36Q76第36回 介護福祉士国家試験 過去問

介護コミュニケーション技術

Eさん(70歳、女性)は、脳梗塞(cerebral infarction)の後遺症で言語に障害がある。発語はできるが、話したいことをうまく言葉に言い表せない。聴覚機能に問題はなく、日常会話で使用する単語はだいたい理解できるが、単語がつながる文章になるとうまく理解できない。ある日、Eさんに介護福祉職が、「お風呂は、今日ではなくあしたですよ」と伝えると、Eさんはしばらく黙って考え、理解できない様子だった。 このとき、Eさんへの介護福祉職の対応として、最も適切なものを1つ選びなさい。

解答・解説を見る

正解: 2

正答

2.「お風呂、あした」と短い言葉で伝える。

この問題のポイント

Eさんは聴覚に問題があるのではなく、脳梗塞後の失語症によって、長くつながった文章の理解と、自分の考えを言葉にすることが難しい状態です。理解しやすい短い言葉にし、要点を一つずつ伝えます。

解説

失語症は、脳梗塞などによって脳の言語に関係する部分が損傷し、「話す」「聞いて理解する」「読む」「書く」といった言語機能に障害が生じた状態です。耳から音が聞こえていても、聞いた言葉の意味や文章の関係を処理しにくいことがあります。知的能力や人格そのものが失われたという意味ではありません。

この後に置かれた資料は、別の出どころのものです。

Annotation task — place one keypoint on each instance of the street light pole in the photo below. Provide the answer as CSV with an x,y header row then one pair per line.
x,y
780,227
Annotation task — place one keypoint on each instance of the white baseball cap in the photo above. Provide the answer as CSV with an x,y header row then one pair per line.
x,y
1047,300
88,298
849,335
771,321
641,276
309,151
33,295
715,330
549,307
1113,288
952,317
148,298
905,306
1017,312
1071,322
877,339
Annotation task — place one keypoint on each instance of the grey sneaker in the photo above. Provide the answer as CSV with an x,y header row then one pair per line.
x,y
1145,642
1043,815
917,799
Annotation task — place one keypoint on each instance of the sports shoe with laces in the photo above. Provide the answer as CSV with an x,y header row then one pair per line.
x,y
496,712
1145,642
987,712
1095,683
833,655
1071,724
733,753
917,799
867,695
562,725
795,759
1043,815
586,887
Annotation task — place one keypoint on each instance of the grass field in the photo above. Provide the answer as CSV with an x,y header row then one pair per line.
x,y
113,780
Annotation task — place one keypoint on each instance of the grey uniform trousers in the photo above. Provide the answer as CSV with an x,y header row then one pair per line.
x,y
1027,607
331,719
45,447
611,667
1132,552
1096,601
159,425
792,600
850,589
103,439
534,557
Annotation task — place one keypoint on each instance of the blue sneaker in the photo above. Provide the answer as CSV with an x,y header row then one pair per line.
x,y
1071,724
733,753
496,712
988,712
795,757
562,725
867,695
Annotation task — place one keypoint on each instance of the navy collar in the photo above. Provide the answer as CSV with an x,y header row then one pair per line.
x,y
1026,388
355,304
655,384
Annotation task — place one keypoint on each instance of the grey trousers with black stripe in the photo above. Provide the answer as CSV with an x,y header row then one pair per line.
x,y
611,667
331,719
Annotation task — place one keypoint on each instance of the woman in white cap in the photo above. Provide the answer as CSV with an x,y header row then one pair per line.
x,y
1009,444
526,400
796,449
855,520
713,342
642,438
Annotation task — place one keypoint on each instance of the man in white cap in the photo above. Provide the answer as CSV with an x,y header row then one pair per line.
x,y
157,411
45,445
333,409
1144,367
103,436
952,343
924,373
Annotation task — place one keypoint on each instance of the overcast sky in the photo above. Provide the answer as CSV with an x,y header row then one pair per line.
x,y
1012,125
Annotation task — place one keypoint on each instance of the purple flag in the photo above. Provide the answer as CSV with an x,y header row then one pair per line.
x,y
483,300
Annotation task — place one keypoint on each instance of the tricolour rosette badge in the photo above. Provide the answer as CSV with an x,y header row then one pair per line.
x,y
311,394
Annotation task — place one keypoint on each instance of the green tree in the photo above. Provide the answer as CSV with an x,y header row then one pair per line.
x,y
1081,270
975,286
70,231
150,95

Eさんは、日常会話で使う単語はおおむね理解できますが、単語がつながった文章の理解が難しい状態です。「お風呂は、今日ではなくあしたですよ」という表現には、「今日」「ではなく」「あした」という複数の情報と否定・対比の関係が含まれています。

「お風呂、あした」と重要な単語だけで短く伝えれば、文章を理解する負担が小さくなります。ゆっくり、はっきり、自然な区切りで伝え、必要に応じてカレンダーの「あした」を指すなど、文字、絵、身振りを組み合わせるとさらに理解しやすくなります。

ひっかけポイント

失語症の人には、単語や意味のまとまりを短くして伝えます。「お・ふ・ろ」のように1音ずつ分けると、かえって言葉のまとまりを捉えにくくなります。「短く区切る」と「1音ずつばらばらに発音する」を混同しないことが重要です。

介護実践でのポイント

失語症のある人には、一度に一つの内容を、短くわかりやすい言葉で、ゆっくりはっきり伝えます。返答を急がせず、表情や動作を見ながら十分に待ちます。カレンダー、写真、実物、文字、身振りや、「はい・いいえ」で答えられる質問も活用します。聴覚障害と決めつけて大声を出したり、子どもに話すような態度をとったりせず、本人の人格と意思を尊重します。

選択肢の確認

1.「何がわからないのか教えてください」と質問する。

誤りです。
この質問は文章の理解だけでなく、わからない内容を整理して言葉で説明することも求めます。話したいことを言葉にしにくいEさんには負担が大きい対応です。

2.「お風呂、あした」と短い言葉で伝える。

正しいです。
Eさんが理解しやすい日常的な単語を使い、重要な情報を短く単純に伝えています。否定表現や複雑な文章を避けているため、理解の負担を減らせます。

3.「今日、お風呂に入りたいのですね」と確かめる。

誤りです。
Eさんが理解できない様子だったことを、「今日入りたい」という希望だと推測する根拠はありません。誤った内容を本人の意思として決めつけています。

4.「あしたがお風呂の日で、今日は違いますよ」と言い換える。

誤りです。
元の表現と同様に、「あした」と「今日」の対比や否定を含む長い文章です。語順を変えただけで、Eさんの理解に必要な負担は十分に減っていません。

5.「お・ふ・ろ・は・あ・し・た」と1音ずつ言葉を区切って伝える。

誤りです。
1音ずつばらばらにすると、単語のまとまりや意味を捉えにくくなります。失語症への対応では、音を分解するのではなく、意味のある短い単語や文で伝えます。

覚えるポイント

  • 失語症は、脳の損傷による言語機能の障害である。
  • 音が聞こえていても、言葉や文章の意味を理解しにくいことがある。
  • 一度に一つの内容を、短くわかりやすい言葉で伝える。
  • 1音ずつ分けず、意味のある単語や短文として話す。
  • 文字、絵、実物、身振り、カレンダーなどの視覚情報を併用する。
  • 返答を急がせず、本人の人格と意思を尊重する。